May 9, 2019

Trump Administration Stonewalling Congress: ACS Resources


Attorney General William Barr’s refusal to comply with the House Judiciary Committee’s subpoena has set off debate over the limits of executive privilege. Writing for ACS’s Expert Forum, Professor Victoria Nourse explains that Supreme Court case law makes it clear Congress has the authority to subpoena any witness and hold them in contempt of Congress on any matter about which Congress could legitimately oversee the executive: “Given the breadth of Congress’s oversight powers, enforcing these subpoenas should be an easy case for any judge."

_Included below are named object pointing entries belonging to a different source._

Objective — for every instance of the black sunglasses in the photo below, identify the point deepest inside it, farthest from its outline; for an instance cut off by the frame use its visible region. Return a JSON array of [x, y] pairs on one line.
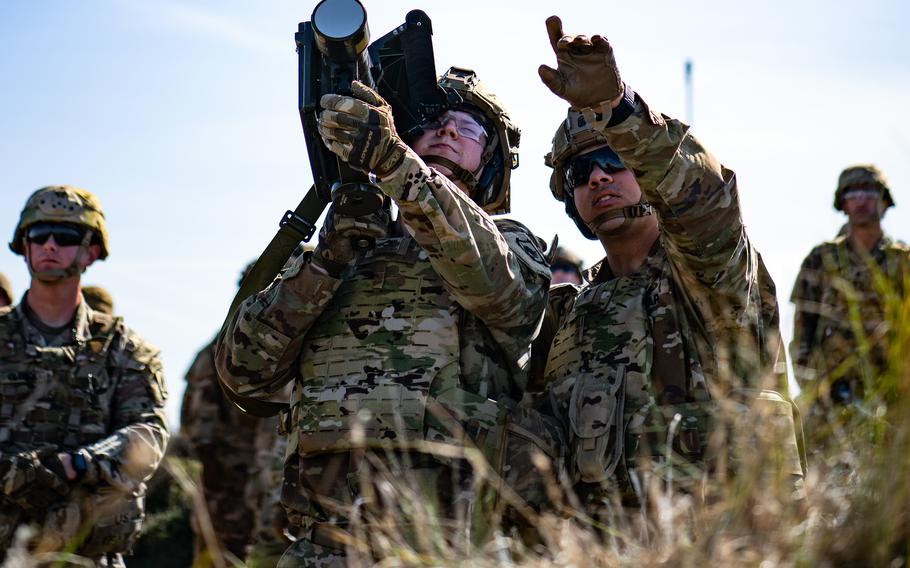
[[64, 235], [579, 169]]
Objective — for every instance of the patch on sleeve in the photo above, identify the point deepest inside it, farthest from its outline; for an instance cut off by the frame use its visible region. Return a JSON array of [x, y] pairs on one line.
[[527, 247]]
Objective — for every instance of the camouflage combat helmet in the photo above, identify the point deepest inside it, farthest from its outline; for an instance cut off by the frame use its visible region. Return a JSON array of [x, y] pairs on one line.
[[573, 137], [62, 204], [500, 156], [861, 175]]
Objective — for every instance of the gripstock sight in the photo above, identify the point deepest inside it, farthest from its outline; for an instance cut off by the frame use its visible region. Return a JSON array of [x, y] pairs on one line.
[[333, 49]]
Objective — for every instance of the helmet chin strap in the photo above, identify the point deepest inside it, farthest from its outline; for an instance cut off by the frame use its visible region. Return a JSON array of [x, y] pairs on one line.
[[458, 173], [58, 274], [640, 209]]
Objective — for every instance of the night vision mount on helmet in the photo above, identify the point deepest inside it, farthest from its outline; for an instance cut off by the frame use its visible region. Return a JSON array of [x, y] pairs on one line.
[[575, 136], [500, 154]]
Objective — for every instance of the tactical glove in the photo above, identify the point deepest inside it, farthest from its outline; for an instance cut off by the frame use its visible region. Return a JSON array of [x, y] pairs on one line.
[[340, 235], [361, 130], [586, 73]]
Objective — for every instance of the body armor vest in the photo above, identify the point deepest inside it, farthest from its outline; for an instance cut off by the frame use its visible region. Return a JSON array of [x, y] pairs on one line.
[[622, 346], [381, 355], [54, 395]]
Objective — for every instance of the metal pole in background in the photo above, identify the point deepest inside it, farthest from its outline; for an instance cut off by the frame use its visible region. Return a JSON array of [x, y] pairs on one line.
[[690, 102]]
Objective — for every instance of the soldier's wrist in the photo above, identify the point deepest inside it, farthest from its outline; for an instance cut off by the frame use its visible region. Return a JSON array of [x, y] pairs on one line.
[[330, 267], [625, 108]]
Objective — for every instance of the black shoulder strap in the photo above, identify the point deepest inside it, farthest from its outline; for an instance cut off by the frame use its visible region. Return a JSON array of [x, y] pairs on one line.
[[295, 226]]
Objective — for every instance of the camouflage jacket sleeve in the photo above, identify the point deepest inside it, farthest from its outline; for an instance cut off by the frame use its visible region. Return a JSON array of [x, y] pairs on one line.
[[201, 410], [133, 451], [256, 352], [561, 298], [806, 298], [696, 198], [494, 269]]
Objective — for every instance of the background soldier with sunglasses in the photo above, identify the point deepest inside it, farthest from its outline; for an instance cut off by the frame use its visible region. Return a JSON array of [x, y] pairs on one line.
[[837, 356], [681, 310], [420, 338], [82, 422]]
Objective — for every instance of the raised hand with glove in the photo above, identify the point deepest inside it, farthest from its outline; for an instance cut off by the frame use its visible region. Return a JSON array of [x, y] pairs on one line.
[[586, 74], [361, 130]]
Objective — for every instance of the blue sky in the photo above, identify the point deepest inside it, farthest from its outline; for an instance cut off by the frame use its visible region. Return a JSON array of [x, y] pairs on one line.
[[181, 116]]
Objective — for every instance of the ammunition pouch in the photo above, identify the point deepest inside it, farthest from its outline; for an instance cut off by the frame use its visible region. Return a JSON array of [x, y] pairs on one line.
[[596, 409]]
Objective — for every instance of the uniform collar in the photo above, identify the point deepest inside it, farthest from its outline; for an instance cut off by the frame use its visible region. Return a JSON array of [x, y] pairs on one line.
[[601, 271], [37, 334]]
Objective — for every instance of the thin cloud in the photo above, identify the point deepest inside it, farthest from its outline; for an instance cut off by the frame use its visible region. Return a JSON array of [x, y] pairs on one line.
[[196, 21]]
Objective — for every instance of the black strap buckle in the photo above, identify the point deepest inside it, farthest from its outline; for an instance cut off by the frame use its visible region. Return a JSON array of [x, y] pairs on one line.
[[297, 224], [642, 209]]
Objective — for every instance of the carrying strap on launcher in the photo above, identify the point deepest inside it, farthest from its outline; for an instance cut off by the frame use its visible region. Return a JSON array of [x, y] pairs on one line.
[[295, 226]]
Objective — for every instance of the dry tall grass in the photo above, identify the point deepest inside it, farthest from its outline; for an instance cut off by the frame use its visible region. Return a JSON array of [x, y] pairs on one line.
[[853, 509]]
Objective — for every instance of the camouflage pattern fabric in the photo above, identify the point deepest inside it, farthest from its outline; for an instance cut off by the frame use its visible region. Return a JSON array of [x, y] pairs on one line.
[[841, 332], [699, 318], [99, 299], [6, 291], [221, 437], [97, 390], [433, 326], [263, 495]]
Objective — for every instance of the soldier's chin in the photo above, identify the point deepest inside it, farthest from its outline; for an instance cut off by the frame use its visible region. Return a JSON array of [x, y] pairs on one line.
[[436, 165], [611, 227]]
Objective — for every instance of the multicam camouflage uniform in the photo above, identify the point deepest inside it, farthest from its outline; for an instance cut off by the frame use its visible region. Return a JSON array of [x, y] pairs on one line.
[[6, 291], [698, 318], [841, 332], [99, 299], [263, 495], [430, 328], [221, 437], [94, 389]]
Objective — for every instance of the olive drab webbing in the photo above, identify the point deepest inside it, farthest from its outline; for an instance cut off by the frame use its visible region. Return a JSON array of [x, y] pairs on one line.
[[295, 227]]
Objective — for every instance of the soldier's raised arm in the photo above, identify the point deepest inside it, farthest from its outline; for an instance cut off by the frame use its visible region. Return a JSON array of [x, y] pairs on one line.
[[256, 351], [695, 197], [493, 268]]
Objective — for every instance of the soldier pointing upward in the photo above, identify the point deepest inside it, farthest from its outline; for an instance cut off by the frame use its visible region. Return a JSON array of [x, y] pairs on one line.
[[680, 311]]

Related ACS resources on executive privilege and other issues affecting the disclosure of the unredacted Mueller Report and the underlying evidence

Analysis: In an article for Bloomberg, Alan Morrison, ACS Faculty Advisor at George Washington University Law, explains the intricacies of how the ongoing subpoena battle being fought on Capitol Hill will all play out.

Analysis: For more about executive privilege, read the joint ACS-CREW Presidential Investigation Education Project: Evidentiary Privileges Can Do Little to Block Trump-Related Investigations. It examines privilege doctrines raised by witnesses in the congressional and criminal investigations of President Trump and his associates—including executive privilege, attorney-client privilege, and the Fifth Amendment right against self-incrimination.

Podcast: ACS and Citizens for Responsibility and Ethics in Washington (CREW) hosted a discussion on April 5 about whether grand jury secrecy rules and executive privilege should operate as categorical bars to releasing the Mueller Report and related evidence.

Speakers include Barbara McQuade, Professor from Practice, University of Michigan Law School; former U.S. Attorney for the Eastern District of Michigan; and Andrew Wright, Senior Fellow and Founding Editor of Just Security; Associate Counsel to President Barack Obama.